(? B.C.) Greece
The Erotes were homosexual youths who served Aphrodite and held divine rule of sundry aspects of eroticism. They were said to be saffron-colored, usually the color associated with the garments of priestesses and goddesses. This is why in Byrne-Jones PreRaphaelite portrait of Hymenaeus playing his lute for a bride and groom, the god is dressed in the same saffron of the bride, the artist rather perversely elected overall to make Hymenaeus rather more feminine than the bride.
The Erotes were even free to love one another, being not literally brothers but only a brotherhood. Some of them were the sons of nameless naiads, but Hermaphrodites was famously the son of Hermes and Aphrodite, and Pothos the son of Aphrodite's attendant Iris and the Wind-god Zephyros. Hence no incest is implied by their erotic behavior toward one another.

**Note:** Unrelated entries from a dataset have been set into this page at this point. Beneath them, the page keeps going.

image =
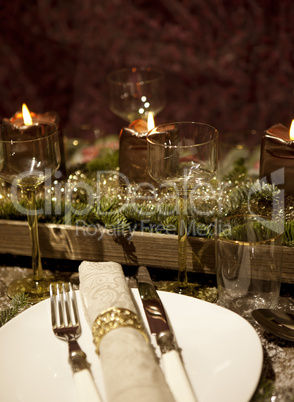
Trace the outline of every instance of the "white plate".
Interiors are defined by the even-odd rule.
[[[133,293],[142,311],[137,290]],[[253,327],[214,304],[166,292],[160,292],[160,297],[199,402],[250,400],[263,360]],[[81,304],[80,315],[83,333],[79,343],[105,398],[99,358]],[[52,333],[49,300],[31,307],[0,329],[0,356],[1,401],[77,401],[66,342]]]

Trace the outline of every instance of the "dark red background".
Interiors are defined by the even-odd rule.
[[[224,132],[294,117],[293,0],[7,0],[0,32],[1,118],[26,102],[119,132],[106,75],[133,65],[166,72],[158,123]]]

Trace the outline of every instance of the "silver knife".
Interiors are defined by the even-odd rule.
[[[156,335],[163,372],[174,399],[176,402],[196,402],[176,340],[148,269],[139,267],[136,279],[150,332]]]

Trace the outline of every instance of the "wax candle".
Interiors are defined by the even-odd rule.
[[[283,188],[285,195],[294,195],[293,122],[290,129],[282,124],[270,127],[261,142],[260,179],[266,178],[268,183]]]
[[[147,133],[154,127],[153,116],[135,120],[119,135],[119,168],[131,182],[150,182],[147,171]]]
[[[18,127],[22,127],[29,124],[38,124],[38,123],[52,123],[55,124],[58,129],[59,135],[59,147],[61,154],[61,163],[59,170],[63,175],[66,174],[65,168],[65,156],[64,156],[64,143],[63,143],[63,133],[60,127],[60,117],[56,112],[46,112],[46,113],[34,113],[29,111],[25,104],[22,105],[22,111],[16,112],[10,118],[4,118],[3,123],[13,124]]]
[[[4,118],[3,122],[4,123],[10,123],[14,124],[15,126],[22,126],[25,124],[24,122],[24,114],[26,113],[26,106],[23,105],[23,110],[21,112],[16,112],[12,117],[10,118]],[[60,123],[60,118],[57,113],[55,112],[46,112],[42,114],[37,114],[31,111],[28,111],[32,118],[32,123],[53,123],[57,127],[59,127]]]

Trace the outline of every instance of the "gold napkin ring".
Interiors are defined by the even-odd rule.
[[[149,342],[144,327],[133,311],[121,307],[110,307],[98,315],[92,326],[93,341],[99,355],[100,342],[104,335],[116,328],[131,327],[139,331]]]

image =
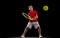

Were also called Erotes some minor gods - they were by name Eros, Pothos, Anteros, Hedyloges, Hermaphroditus, and Hymenaeus, plus Zeus's catamite Ganymedes was often their companion. Despite their eternal youthfulness and delicate natures, they were sometimes very warlike. Indeed Anteros was said to be the son of Ares, and was an avenger of unrequited love, though Aelian in On Animals said that Anteros was the improbable offspring of Poseidon & his catamite charioteer, the youthful Sea-god Nerites; so perhaps Anteros had some of the same traits as Hermaphroditus!